Posted: May 13, 2009, 1:51AM

It is the Michigan Avenue of Odessa; Ukraine's Miracle Mile that flows into and through the beautiful cultural center of bul Prymorsky, coming to a stunning end at the top of the Potemkin Steps that overlook a breathtaking view of one of the busiest international ports on the Black Sea. I met Svetlana here on my first day in Odessa in April 2005 while she was working her beverage and snack kiosk near one of the many busy intersections somewhere in the heart of Deribasovaskaya Street.

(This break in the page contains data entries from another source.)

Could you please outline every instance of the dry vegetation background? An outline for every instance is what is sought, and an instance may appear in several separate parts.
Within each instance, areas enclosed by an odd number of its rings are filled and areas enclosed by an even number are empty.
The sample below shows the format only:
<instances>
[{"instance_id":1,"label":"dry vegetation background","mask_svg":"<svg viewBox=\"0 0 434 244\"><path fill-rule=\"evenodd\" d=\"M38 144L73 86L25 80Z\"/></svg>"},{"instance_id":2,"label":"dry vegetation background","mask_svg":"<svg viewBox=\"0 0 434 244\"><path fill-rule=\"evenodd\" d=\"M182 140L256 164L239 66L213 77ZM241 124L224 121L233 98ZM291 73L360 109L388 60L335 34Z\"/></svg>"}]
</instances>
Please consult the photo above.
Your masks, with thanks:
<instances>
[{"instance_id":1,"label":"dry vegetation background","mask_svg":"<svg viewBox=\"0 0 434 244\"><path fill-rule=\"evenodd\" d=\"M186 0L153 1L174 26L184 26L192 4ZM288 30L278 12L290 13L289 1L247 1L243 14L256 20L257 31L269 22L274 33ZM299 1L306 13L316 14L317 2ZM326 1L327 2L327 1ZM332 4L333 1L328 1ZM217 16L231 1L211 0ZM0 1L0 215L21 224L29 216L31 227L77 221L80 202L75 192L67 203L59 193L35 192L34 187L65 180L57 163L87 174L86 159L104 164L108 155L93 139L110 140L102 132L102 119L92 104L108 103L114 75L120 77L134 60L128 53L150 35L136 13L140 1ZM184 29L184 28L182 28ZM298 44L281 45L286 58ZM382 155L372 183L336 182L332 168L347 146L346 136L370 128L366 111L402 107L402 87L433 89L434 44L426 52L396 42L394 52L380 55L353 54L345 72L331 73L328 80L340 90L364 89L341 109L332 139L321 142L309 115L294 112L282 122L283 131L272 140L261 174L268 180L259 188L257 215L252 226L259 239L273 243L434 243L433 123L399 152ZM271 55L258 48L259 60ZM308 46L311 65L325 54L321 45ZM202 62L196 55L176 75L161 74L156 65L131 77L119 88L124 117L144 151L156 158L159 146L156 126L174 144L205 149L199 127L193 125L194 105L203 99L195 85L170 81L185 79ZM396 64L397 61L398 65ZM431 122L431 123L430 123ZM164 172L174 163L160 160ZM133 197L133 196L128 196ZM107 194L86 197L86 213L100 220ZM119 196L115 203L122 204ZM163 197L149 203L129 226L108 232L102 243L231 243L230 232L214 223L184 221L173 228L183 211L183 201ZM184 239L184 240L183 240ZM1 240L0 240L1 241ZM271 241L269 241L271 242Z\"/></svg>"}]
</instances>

This is a world set free manifested by capitalism graffiti splattered against a facade of a former KGB and communist nightmare. The famous yellow M is stamped against boarded windows. Kodak, Samsung, Banks, Internet Cafes, Gap, Nike; color and neon light somehow attach to rustic bricks and refurbished street-level floors. There is a distant skyline of towering cranes, faded by the smog. Suicidal taxi drivers zip around in anything that still has four wheels that roll, weaving carelessly around traffic jams of machine and man. It doesn't matter if it's legit or not, for a couple of bucks they will get you anywhere you need to go safely, fast and furious. Deribasovaskaya Street is alive and free, fast and busy; a hustle and bustle capitalist profit center – a refreshing reminder of free market, free enterprise and confident, free people.

Svetlana is tall and slender, in her mid 50s, and very polite and respectful. Her rugged face suggests her obvious rough life, but she keeps her sandy blonde hair neatly pulled back and tied in a little ball at the back of her head. It looks like her hair might barely touch her shoulders when it's not wrapped up for work. Her beautiful blue eyes are still a striking reminder that she was no doubt a knockout in her day. She speaks broken, yet pretty good English. Her life, now, is her beverage and snack stand so that she can pay rent for her one bedroom, one bathroom, tiny apartment that she proudly shares with her 82 year old mother, lazy brother and Tatyana - her 20 year-old daughter who is a student at Odessa University. 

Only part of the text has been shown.